33. Molecular weight and Lipinski Rule
• Lipinski’s five rule (Pfizer's rule of five): rule of
thumb for drug discovery
• No more than 5 hydrogen bond donors
• Not more than 10 hydrogen bond acceptors
• A molecular mass less than 500 daltons
• An octanol-water partition coefficient log P not greater than 5
• Molecular weight should be smaller than 500 is
very good for computational chemistry
– For routine calculations without experimental data
other than molecular formula
– If larger than 500, secondary or higher structure
becomes important. E.g., protein
34. Molecular Weight distribution at
PubChem
Lipinski limit MW=500
We are still here
30,000,000 molecules
(excluding mixtures)
35. How long it will take to finish?
• For drug design, we need to calculate all
molecules of MW < 500
• Total 30,000,000 molecules
– This number may increase in the future
• Current (2014/12/4) 1,100,000 molecules
– Only 3%
• 10,000 molecules/day -> 8.2years
36. How long it will take to finish?
• 10+ years? No, maybe far less.
• 25 years ago (1990) computers are so slow
– Even ab initio calculations are very difficult on
486DX@25MHz or
68000@10MHz
37. Outlook, prospect, hope…
• Far better in silico screening
– Less or no experiment is necessary
• Even more faster calculation using machine learning
– 10,000 molecules / second ?
– Using our data as learning set.
– Not difficult for bio or organic molecules
– Far better initial guess
• Database for chemical reaction
– Precise calculation is required
– GRRM method + machine learning (?)
• Geometry optimization for Protein (PDB)
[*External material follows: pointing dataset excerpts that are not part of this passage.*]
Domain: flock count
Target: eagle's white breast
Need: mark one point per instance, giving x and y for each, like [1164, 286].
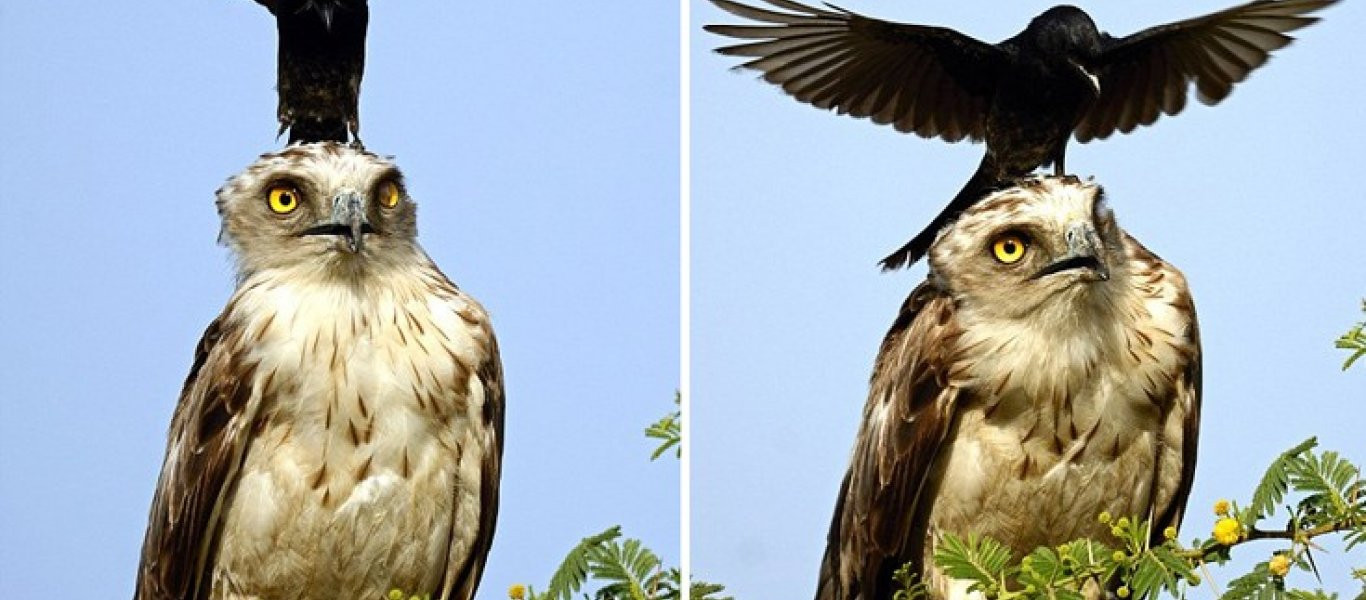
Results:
[1067, 421]
[364, 469]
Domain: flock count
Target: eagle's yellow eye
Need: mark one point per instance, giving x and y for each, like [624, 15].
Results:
[388, 194]
[283, 198]
[1010, 248]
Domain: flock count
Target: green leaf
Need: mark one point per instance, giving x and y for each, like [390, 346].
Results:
[668, 429]
[1276, 481]
[1354, 341]
[630, 569]
[981, 561]
[574, 571]
[1256, 585]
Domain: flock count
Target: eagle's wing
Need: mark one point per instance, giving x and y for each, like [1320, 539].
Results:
[909, 413]
[462, 578]
[1146, 74]
[205, 448]
[1182, 424]
[929, 81]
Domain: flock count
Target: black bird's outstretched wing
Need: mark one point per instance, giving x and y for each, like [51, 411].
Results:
[321, 59]
[929, 81]
[1148, 74]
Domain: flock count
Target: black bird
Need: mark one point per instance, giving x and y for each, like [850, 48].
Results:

– Only X ray crystal structures are available
http://pubchemqc.riken.jp/
38. Difficulties in this project
• Parameters needed for calculations varies by
molecules
• Properties can be different by initial guess
• Computer Resources
– Raspberry Pi? NVIDIA Jetson? Bonic?
• Molecular encoding never ends
– SMILES or InChI is not complete
– Some corner cases may be chemically interesting.